GREFFIER : Madame Fabienne ARNOUX, Greffier.

Lors du délibéré :

Monsieur Michel WACHTER, Président de chambre,

ASSESSEURS : Messieurs Jean-François LEVEQUE, conseiller et Dominique RUBEY, vice-président, magistrat rédacteur.

L’affaire, plaidée à l’audience du 08 novembre 2022 a été mise en délibéré au 10 janvier 2023. Les parties ont été avisées qu’à cette date l’arrêt serait rendu par mise à disposition au greffe.

**************

Faits, procédure et prétentions des parties

Mme [W] [M] est propriétaire d’une parcelle cadastrée section EH n°[Cadastre 5], [Adresse 3] à [Localité 6], sur laquelle est édifiée une maison d’habitation. Le 21 mai 2014, un procès-verbal de bornage a été dressé par un géomètre expert, afin de délimiter les parcelles cadastrées EH n°[Cadastre 5] et EH n°[Cadastre 4].

Mme [O] [F], épouse [V], (Mme [O] [V]) a acquis, par acte notarié en date du 20 octobre 2014, la parcelle cadastrée section EH n°[Cadastre 4]. Elle a obtenu le 26 mars 2015 un arrêté de permis de construire en vue de l’édification d’un immeuble. Mme [W] [M] a contesté la légalité de l’arrêté de permis de construire par un recours gracieux, en date du 21 avril 2015, auprès de la Ville de [Localité 6]. Néanmoins, les travaux ont débuté, sur la parcelle cadastrée section EH n°[Cadastre 4], le 30 juin 2015.

Par exploit du 11 juillet 2015, Mme [W] [M] a saisi en référé le tribunal de grande instance de Besançon, aux fins de voir enjoindre à Mme [O] [V] de cesser toute intrusion sur sa propriété.

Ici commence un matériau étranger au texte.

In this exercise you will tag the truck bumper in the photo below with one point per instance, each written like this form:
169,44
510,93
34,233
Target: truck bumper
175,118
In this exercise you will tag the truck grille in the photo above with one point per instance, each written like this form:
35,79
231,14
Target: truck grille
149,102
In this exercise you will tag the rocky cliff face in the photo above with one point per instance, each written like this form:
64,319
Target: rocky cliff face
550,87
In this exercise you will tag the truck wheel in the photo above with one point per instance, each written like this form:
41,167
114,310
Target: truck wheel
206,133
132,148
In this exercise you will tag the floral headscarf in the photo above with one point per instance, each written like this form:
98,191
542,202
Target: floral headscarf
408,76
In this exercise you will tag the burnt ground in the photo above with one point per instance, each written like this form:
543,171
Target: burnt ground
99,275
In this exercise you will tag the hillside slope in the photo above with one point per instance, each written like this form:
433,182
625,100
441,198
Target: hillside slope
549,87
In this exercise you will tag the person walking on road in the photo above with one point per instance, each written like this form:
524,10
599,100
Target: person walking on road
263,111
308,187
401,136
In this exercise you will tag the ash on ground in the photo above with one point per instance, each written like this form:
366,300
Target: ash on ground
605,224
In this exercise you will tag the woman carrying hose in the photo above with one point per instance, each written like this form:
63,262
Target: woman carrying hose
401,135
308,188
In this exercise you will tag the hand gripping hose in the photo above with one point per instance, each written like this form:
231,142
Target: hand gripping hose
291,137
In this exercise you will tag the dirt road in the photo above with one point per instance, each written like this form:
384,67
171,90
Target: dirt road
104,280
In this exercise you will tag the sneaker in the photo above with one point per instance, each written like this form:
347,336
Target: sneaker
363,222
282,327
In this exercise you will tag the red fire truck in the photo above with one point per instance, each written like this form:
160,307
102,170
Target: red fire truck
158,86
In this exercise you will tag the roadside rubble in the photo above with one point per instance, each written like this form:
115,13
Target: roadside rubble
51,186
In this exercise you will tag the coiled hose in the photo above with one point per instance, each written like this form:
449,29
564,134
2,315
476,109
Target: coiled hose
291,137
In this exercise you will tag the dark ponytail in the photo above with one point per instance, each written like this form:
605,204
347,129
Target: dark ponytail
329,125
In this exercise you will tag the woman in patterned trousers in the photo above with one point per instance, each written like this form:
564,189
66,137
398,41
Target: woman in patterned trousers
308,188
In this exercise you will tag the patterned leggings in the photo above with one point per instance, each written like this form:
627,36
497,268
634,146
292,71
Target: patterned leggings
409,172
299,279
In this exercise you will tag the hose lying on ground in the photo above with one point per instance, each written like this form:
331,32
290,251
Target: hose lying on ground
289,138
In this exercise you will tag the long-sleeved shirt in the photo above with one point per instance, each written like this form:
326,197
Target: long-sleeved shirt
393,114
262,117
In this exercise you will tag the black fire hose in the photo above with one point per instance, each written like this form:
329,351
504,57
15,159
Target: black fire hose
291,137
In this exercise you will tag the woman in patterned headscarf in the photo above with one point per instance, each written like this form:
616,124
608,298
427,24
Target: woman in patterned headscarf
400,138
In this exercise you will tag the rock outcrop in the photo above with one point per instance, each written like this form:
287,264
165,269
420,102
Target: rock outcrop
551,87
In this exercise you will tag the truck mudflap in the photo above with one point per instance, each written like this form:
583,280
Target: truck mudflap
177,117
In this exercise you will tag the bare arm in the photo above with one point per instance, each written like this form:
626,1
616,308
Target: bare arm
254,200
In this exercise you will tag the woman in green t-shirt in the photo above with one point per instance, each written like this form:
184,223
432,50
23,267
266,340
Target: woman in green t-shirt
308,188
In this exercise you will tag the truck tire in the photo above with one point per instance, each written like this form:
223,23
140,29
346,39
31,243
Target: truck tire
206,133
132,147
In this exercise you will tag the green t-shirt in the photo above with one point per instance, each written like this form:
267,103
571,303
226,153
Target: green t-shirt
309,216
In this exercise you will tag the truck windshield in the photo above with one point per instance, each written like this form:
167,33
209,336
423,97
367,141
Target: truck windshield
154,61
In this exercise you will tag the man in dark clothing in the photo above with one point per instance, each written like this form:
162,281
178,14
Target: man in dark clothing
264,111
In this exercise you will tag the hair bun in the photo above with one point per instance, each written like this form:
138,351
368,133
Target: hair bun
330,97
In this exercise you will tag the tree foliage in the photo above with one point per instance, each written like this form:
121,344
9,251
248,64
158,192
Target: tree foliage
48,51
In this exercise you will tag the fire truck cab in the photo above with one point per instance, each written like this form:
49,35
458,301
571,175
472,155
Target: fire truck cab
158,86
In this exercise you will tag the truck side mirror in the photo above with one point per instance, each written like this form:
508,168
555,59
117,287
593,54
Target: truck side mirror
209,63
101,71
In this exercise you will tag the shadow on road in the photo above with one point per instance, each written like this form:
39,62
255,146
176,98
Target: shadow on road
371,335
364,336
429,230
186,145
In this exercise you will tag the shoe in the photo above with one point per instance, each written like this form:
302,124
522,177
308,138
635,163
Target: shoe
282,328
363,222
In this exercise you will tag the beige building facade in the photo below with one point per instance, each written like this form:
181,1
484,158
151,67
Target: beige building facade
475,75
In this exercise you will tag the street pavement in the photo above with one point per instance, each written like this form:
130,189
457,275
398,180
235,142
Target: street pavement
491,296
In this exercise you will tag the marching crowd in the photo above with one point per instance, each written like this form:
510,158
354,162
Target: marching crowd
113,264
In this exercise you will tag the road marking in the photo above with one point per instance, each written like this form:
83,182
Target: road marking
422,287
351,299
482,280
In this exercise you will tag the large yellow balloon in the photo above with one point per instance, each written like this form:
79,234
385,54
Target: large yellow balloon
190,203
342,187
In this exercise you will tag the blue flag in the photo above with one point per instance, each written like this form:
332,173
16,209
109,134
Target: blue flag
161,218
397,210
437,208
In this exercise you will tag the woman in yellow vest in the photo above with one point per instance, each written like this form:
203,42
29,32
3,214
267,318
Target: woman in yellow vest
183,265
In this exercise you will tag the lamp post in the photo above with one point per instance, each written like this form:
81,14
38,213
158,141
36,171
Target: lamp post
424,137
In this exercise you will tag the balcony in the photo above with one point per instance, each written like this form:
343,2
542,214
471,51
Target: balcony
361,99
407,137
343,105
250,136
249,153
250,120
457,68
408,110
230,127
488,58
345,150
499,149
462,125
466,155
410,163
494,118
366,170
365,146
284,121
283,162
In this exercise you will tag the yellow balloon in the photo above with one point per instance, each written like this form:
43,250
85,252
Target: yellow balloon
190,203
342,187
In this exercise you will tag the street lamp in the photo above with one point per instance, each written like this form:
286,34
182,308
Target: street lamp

Par décision du 20 octobre 2015, le juge des référés a ordonné à Mme [O] [V] de cesser toute intrusion sur la parcelle de Mme [W] [M] sous astreinte provisoire de 1 000 euros par fait constaté, a débouté les parties de leurs plus amples prétentions et a ordonné une expertise confiée à M. [E] [C], lequel a déposé son rapport définitif le 3 avril 2017.

Par décision du 24 novembre 2015, le juge des référés a ordonné que le dispositif de l’ordonnance de référé rendue le 20 octobre 2015, en ce qu’il fixe la mission de l’expert, soit complété aux fins d’examiner la réalité et l’ampleur des empiétements.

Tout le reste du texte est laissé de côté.